A former observatory on Edinburgh’s Calton Hill is the new home of Collective, the contemporary visual arts organisation
People buy souvenirs in the hope of capturing the essence of a time and place. In a city like Edinburgh, however, the average tourist memento is a piece of ephemeral tat. Now, though, a new design project, Collective Matter x Panel, is aiming to provide an alternative.
In collaboration with curators Panel, contemporary visual arts organisation Collective is marking the launch of its new home on Calton Hill with a range of artist-designed limited-edition products that celebrate local manufacturing. Forming the basis of a new exhibition in the capital this winter, it’s a more personal approach to the gallery shop retail experience, and it uses this landmark location in the centre of Edinburgh to offer new ways through which to remember the past.
“Objects such as souvenirs carry the stories that make up our history,” believe Panel curators Lucy McEachan and Catriona Duffy. “Through the monuments of Calton Hill, we have considered how these stories are transferred to architecture to define a certain kind of civic identity.” Those buildings include the Nelson Monument, the City Observatory and the unfinished homage to the Parthenon, the National Monument.
Five invited artists – Mick Peter, Rachel Adams, Katy West, Alan Dimmick and Katie Schwab – have created items inspired by the hill, made in small batches rather than mass-produced, in a bid to offer a more meaningful example of a tourist’s souvenir. There’s a photo mobile of the monuments; a necklace in three linking pieces representing stars in a constellation; a scarf inspired by the role of women in astronomy; a set of porcelain jars that reference the history of the Leith docks (ships in the Forth were reliant on the time signal from the Nelson Monument); and a rain poncho inspired by the pioneering city photographer Thomas Begbie. “By inviting artists to engage with our locality,” says Collective’s director Kate Gray, “we believe we can show that souvenirs can connect meaningfully to place, memory and material culture. We wanted to offer a different take on the typical Edinburgh souvenir by thinking about the many ways that Calton Hill was and is inhabited.”
Duffy and McEachan agree that by offering artist-led products for sale, a new attitude can be fostered. “Though widely valued as personal mementos, souvenirs can also be dismissed as surface design kitsch and, through their production, misunderstood as cheaply made and disingenuous. By drawing attention to ethical and local production, we hope to create projects that frame design and craft not as the resource base for segregated services or goods, but as an integral part of our broader social, political and cultural landscape.”
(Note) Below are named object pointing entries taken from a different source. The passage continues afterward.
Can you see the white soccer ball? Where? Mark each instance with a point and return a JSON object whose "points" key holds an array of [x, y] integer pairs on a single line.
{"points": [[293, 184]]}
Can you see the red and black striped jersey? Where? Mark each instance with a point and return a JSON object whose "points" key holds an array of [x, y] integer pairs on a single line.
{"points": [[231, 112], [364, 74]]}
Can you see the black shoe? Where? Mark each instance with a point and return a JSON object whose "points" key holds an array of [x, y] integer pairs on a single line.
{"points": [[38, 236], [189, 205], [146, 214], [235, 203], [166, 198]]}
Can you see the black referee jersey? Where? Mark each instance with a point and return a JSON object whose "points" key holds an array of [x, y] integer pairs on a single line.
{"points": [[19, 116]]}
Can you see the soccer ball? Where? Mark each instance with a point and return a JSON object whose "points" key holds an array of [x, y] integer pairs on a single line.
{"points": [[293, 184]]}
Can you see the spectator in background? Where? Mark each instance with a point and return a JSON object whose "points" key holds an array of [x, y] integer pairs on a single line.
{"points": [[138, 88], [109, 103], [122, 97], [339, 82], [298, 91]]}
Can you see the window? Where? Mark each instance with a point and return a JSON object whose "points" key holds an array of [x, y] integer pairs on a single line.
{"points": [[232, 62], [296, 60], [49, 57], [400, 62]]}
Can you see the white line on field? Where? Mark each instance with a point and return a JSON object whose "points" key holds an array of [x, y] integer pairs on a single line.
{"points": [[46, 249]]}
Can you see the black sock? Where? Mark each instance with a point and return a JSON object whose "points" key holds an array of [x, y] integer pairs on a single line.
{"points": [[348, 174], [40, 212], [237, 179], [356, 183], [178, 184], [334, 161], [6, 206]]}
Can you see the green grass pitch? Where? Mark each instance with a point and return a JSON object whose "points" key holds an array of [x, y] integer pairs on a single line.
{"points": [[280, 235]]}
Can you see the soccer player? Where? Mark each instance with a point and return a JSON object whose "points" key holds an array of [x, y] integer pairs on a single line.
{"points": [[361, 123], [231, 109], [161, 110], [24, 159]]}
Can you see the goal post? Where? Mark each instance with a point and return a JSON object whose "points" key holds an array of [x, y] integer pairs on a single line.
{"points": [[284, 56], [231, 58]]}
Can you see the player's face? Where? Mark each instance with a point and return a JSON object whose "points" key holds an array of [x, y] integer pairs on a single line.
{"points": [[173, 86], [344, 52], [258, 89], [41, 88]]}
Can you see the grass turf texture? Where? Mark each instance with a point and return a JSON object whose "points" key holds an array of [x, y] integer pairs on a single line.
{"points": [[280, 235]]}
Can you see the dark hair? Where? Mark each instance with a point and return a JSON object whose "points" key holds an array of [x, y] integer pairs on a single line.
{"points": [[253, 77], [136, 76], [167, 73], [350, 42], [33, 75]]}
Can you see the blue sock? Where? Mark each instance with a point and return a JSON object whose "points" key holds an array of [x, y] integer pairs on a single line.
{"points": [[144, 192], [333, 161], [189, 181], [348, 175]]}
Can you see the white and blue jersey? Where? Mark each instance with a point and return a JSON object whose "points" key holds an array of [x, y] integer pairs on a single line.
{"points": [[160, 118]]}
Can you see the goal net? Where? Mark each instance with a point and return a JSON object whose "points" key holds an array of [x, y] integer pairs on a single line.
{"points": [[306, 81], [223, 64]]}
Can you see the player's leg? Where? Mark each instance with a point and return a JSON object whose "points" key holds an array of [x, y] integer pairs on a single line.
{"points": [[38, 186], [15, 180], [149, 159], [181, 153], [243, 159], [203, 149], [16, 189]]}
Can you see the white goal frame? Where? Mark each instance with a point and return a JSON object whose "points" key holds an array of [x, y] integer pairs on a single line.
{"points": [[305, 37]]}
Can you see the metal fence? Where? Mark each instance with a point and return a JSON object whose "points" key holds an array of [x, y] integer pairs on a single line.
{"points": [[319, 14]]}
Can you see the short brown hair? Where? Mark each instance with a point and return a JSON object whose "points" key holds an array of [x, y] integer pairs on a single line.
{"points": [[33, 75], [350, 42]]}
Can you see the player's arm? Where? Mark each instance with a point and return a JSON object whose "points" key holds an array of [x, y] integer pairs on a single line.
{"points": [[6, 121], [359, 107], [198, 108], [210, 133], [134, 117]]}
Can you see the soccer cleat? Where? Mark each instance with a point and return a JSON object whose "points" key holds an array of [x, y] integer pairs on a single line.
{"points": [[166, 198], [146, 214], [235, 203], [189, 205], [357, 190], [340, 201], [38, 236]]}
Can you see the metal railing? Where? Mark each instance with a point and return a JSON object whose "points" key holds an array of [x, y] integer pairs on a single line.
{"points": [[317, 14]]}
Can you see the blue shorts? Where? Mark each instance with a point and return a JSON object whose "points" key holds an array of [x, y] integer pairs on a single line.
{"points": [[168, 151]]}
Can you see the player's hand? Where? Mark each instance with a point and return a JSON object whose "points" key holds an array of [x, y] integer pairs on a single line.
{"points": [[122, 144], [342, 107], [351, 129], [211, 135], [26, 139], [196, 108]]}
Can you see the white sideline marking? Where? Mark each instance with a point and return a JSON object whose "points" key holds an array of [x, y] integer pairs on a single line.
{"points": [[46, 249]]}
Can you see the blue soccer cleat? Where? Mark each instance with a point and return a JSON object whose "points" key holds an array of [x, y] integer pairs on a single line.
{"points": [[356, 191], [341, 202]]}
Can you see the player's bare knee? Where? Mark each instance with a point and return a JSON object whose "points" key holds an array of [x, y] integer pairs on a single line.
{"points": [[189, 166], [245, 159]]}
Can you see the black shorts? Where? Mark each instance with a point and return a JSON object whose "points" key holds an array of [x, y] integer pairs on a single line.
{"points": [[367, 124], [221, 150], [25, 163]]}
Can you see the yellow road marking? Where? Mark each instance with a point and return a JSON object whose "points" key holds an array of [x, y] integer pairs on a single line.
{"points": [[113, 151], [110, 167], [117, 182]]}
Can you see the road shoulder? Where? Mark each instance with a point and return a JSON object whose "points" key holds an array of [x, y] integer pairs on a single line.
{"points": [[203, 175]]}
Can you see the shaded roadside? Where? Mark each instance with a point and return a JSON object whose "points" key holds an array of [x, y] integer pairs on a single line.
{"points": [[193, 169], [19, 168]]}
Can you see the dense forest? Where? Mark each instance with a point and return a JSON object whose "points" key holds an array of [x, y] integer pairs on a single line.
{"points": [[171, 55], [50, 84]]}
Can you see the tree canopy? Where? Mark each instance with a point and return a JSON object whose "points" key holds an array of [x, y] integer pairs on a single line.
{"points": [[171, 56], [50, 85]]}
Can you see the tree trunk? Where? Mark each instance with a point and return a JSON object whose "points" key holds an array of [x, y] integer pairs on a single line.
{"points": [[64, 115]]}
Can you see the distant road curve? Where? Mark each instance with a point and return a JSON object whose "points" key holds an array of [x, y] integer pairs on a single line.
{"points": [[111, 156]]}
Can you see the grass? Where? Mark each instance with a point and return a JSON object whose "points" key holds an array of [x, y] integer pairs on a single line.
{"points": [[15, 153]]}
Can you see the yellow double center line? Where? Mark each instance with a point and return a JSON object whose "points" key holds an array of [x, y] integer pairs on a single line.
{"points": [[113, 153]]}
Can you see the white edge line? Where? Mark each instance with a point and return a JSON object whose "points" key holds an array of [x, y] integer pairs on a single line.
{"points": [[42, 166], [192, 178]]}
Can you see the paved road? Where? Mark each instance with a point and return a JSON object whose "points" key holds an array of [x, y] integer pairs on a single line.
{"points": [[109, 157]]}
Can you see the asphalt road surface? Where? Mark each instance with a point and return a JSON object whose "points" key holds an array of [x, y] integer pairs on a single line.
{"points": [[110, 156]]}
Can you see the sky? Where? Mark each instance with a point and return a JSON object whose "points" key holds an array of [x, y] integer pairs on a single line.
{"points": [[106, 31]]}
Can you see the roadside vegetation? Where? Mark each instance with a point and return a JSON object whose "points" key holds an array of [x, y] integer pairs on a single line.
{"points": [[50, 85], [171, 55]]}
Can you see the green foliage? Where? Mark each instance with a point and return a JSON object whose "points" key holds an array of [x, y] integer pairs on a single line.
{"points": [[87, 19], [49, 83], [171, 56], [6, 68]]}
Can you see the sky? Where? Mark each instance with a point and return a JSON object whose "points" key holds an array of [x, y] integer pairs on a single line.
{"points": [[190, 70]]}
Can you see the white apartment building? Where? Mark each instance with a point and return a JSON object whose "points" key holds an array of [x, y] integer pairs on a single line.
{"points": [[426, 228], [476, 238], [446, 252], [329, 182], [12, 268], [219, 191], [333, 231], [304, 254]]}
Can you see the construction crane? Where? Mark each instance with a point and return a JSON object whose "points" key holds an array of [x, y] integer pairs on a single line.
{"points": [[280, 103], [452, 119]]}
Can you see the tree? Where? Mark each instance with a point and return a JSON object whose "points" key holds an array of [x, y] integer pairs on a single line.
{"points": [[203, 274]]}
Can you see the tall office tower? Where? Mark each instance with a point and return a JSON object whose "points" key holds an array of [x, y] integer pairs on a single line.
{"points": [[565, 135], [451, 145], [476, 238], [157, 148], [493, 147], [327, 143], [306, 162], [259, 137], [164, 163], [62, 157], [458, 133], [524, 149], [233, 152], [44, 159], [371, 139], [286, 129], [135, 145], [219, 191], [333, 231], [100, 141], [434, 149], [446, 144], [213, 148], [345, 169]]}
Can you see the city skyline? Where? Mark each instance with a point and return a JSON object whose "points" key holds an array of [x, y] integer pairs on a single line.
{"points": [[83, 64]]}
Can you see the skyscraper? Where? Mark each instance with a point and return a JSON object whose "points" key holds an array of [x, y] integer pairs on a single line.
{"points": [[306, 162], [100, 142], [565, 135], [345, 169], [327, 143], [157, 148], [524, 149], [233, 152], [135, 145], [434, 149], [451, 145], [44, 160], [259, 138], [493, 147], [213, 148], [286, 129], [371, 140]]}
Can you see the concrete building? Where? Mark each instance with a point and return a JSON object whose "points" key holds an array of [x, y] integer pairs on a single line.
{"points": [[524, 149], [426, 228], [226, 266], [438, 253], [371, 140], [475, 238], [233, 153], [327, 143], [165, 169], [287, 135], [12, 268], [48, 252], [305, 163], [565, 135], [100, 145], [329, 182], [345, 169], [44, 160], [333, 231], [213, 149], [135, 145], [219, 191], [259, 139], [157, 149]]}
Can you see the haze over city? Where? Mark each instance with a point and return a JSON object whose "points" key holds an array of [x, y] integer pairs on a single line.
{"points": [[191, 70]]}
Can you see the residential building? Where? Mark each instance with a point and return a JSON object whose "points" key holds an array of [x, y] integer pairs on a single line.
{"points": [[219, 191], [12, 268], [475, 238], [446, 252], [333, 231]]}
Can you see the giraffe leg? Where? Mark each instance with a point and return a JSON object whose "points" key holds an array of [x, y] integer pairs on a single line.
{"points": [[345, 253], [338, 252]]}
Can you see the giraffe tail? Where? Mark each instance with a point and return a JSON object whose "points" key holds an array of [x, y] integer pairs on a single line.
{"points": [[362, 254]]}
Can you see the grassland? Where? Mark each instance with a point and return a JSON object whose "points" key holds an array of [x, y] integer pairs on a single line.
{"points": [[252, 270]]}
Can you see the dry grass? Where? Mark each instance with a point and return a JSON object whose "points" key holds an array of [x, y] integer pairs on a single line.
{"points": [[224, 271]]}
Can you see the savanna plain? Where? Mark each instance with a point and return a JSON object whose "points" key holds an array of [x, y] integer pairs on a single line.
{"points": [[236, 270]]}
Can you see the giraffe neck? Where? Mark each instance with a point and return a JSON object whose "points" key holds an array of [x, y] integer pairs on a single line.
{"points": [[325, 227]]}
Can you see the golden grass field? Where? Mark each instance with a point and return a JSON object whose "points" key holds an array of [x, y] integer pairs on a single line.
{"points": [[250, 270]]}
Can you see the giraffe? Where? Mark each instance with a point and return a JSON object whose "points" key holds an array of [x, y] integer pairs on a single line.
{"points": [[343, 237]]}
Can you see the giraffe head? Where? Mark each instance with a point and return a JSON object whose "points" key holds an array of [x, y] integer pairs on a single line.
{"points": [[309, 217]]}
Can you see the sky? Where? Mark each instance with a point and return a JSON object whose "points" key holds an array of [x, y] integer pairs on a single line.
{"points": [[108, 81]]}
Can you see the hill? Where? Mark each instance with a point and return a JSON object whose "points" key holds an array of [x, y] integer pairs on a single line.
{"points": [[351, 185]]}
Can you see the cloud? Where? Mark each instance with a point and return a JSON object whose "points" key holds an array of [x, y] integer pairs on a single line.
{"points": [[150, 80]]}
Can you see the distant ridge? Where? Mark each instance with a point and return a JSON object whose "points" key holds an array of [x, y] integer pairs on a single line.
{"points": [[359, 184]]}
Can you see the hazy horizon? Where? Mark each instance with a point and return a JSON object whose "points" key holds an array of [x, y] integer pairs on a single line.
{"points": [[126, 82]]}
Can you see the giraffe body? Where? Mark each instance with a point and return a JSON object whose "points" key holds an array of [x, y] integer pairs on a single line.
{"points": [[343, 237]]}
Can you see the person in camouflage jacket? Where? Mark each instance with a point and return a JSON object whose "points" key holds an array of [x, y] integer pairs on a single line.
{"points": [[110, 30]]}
Collective opens at the City Observatory on 24 November. The Collective Matter x Panel range is also available here
Five artists taking part in this innovative project share their ideas
Katie Schwab makes art rooted in craft-based histories. Her rain poncho cape, made in collaboration with Halley Stevensons and Greenhill Clothing, can be used either as a garment or as a groundsheet. “Much of my work is connected to ideas around craft and manufacturing,” she says, “so I was excited to explore these in relation to histories of Scottish textiles. The poncho is the first garment I’ve ever produced.”
Mick Peter lives and works in Glasgow. His Stargazers Scarf, produced with Alex Begg & Co, is inspired by the people who worked at the observatory on Calton Hill. “When the observatory was in use, the people working there collected editorial cartoons relating to astronomy. I used those as a springboard to design the scarf,” he explains. Women working in astronomy at that time were largely confined to data-processing, so Peter wanted his design to represent their legacy and unsung contribution.
Alan Dimmick is a Glasgow-based photographer who documents the contemporary Scottish art scene in black and white. Working in collaboration with Flensted Mobiles, he made a series of eight depictions of Calton Hill, showing the site’s Enlightenment period monuments and buildings. “I tend to take photographs so I can remember a place,” he says.
Katy West is a ceramics artist who lives and works in Glasgow. Her creation, Fair Play, is a set of six porcelain jars, each labelled with key historic Scottish trades. “The connection that Calton Hill has with Leith made me think of how bustling the port must have been a few centuries ago,” she says. “I’ve always loved storage jars so it seemed an obvious decision to try to illustrate the import-export trade through canisters that people would still find useful today.”
Rachel Adams is a visual artist living and working in Glasgow. Collaborating with jeweller Elizabeth Jane Campbell, she has created the Constellations necklace, using traditional and digital techniques and drawing on Calton Hill’s history of astronomy. “I have a silver ring that my dad bought my mum in the 1970s,” she says. “That’s why I wanted to make a piece of jewellery; it can take you back in time or to a different place. It can allow the wearer a bit of memory time travel.”